Children with Autism Spectrum Disorders (ASD) may be deficient in a number of gastrointestinal enzymes which may contribute to the malabsorption, intestinal inflammation, and other GI issues they commonly exhibit. These children may benefit from replenishment of enzymes using a supplemental digestive enzyme formula.

Vital-Zymes™ Complete is a potent, multi-enzyme formula that is frequently recommended by practitioners for children with ASD as it provides a broad range of enzymes to help support normal digestion and assist intestinal repair mechanisms. Vital-Zymes Complete provides several enzymes that may more specifically address the needs of these children than standard digestive enzyme formulas.

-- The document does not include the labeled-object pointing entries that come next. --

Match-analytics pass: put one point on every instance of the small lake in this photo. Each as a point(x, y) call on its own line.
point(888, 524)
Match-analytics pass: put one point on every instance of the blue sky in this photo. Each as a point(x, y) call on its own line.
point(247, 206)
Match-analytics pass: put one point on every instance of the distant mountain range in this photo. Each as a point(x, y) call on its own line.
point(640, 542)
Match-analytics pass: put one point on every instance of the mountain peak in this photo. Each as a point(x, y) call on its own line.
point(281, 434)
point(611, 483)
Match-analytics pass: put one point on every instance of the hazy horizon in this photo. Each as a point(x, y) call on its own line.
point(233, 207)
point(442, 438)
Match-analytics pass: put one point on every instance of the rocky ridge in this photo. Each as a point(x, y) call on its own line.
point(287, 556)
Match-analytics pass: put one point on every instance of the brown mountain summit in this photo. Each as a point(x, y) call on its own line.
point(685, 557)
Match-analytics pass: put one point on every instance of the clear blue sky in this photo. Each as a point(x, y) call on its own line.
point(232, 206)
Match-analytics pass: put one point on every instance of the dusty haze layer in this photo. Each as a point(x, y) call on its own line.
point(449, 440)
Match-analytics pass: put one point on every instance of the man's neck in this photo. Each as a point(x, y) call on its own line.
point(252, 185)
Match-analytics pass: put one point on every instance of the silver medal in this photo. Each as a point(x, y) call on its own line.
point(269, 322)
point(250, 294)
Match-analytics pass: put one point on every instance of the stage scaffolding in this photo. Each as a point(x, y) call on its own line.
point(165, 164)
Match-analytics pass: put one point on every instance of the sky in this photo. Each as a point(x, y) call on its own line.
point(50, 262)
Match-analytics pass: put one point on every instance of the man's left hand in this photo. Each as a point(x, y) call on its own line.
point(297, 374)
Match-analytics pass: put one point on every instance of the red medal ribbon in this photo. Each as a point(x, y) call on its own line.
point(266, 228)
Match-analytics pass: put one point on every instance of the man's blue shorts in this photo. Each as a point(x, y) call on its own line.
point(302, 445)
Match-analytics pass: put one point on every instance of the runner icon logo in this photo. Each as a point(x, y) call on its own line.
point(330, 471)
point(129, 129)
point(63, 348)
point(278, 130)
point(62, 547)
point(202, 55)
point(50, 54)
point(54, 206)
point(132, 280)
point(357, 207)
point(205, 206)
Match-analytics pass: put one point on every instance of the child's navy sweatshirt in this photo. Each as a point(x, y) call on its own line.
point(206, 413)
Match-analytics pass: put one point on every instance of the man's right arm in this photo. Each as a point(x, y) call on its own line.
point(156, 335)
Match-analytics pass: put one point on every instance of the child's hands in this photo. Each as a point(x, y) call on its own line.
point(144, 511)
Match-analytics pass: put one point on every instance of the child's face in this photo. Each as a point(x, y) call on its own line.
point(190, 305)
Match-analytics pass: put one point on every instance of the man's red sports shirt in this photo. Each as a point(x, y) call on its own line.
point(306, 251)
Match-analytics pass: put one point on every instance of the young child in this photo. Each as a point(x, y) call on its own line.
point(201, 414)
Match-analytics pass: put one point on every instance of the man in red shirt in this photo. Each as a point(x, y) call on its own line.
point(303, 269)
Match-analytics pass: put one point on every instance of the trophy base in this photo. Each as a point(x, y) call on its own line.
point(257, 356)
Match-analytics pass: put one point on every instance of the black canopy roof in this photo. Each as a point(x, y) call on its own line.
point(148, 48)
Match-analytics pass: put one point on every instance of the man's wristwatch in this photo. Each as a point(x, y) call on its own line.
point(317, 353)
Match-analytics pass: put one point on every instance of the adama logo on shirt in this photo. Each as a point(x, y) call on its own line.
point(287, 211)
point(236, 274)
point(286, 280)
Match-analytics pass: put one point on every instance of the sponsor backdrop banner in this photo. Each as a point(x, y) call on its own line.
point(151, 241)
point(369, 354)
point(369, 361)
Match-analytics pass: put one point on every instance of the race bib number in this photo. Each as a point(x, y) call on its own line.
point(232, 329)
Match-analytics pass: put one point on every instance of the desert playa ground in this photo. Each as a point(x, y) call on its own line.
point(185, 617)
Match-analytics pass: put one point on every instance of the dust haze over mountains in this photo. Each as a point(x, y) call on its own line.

Supplies DPP-IV activity: One key enzyme that may be deficient in ASD patients is dipeptidyl peptidase IV (DPP-IV). This proteolytic enzyme, normally expressed on intestinal brush border membranes, is responsible for cleaving digestion-resistant, proline-rich peptides found in gluten and casein.1,2 Prolyl peptides, often referred to as gluteomorphins and casomorphins, are suspected of exerting opioid-like (exorphin) activity in the central nervous system.3 Studies show that children with ASD actually produce antibodies against DPP-IV4 and may thus have diminished capacity to break down dietary exorphins. Vital-Zymes™ Complete provides a unique Protease/Peptidase Complex with DPP-IV activity that may be helpful in reducing levels of bioactive prolyl peptides. Preliminary research suggests that supplementing with a DPP-IV-containing enzyme blend can be of supportive benefit to children with ASD.5

Supports against carbohydrate intolerance and dysbiosis: Decreased activity of one or more of the carbohydrate-digesting enzymes, including glucoamylase, palatinase/isomaltase and disaccharidases such as lactase, maltase, and sucrase, has been reported in ASD children with gastrointestinal concerns.6 Deficiencies of carbohydrases and disaccharidases result in incomplete carbohydrate and sugar digestion. Thus, increased amounts of partially digested carbohydrates reach the distal intestine and colon which feed pathogenic microorganisms such as Candida albicans and Clostridium difficile. The complex, highly branched starch amylopectin is especially problematic. Impaired carbohydrate digestion sets up a vicious cycle of dysbiosis in which the proliferation of pathogens damages the intestinal mucosa leading to greater deficiencies of digestive enzymes that in turn leads to further growth of pathogens.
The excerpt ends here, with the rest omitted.